Paper/Table-top simulations afford participants the opportunity to communicate, collaborate, question and discuss the motives and ideas associated with particular actions.  Moreover, they provide a natural antidote to something I refer to as “computer camping.”

Computer Camping.

There is a term used in commercial online FPS (first person shooter) or RTS (real time strategy) games known as camping.  Camping occurs when one side chooses to pick a location on the map to defend and then sets up a defense to protect that part of the map and of course, their forces.  In commercial games camping is frowned upon.

There is another type of camping (computer camping) where a player sits behind his or her computer screen and as long as no stimuli or input is provided to them they sit and wait.  In fact, during this time their training and or learning experience is minimal at best because they are not required to think or do anything.  After all nothing is appearing on their screen.

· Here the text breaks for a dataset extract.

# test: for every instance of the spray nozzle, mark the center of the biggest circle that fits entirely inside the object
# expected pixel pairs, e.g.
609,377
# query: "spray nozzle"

Face-to-face Communications

There appears to be an emerging hole in our cultural norms most notably in our ability to communicate face-to-face.  Oh yes, technology is great and it has allowed us to link up with people from around the planet. We know more people today than we ever thought possible. The question is, do we really “KNOW THEM.”

As one who has conducted numerous leadership development and table-top simulations for Law Enforcement across the US, where the goal is to create an interlocking network of relationships to fight crime some of the comments I have heard from law enforcement officers have become disconcerting.  It seems that the closer together we become in an electronically mediated socially networked world, the more we may very well be growing apart.

The texting/email culture most represented by the younger generations is masking a growing lack in their ability and savvy to conduct one-on-one, face-to-face interviews with perhaps, witnesses at a scene.  Wait a minute; I think I hear Joe Friday turning over in his grave!

They somehow seem to be unable to connect to others face-to-face because this is not how they are used to communicating. I assure you this is not a slam against the younger generations at all it simply is a case of what IS.  Paper/table-top/interpersonal games provide the natural impetus for one on one interaction. In fact, people powered simulations truly enhance the power of people to do a myriad of things.

Yes I know, I am an “old schooler” but I still believe that if you put a group of well meaning, well intentioned people around a table and give them the opportunity to use their imaginations—Magic Happens!  Why? Because there are still things computers can’t do!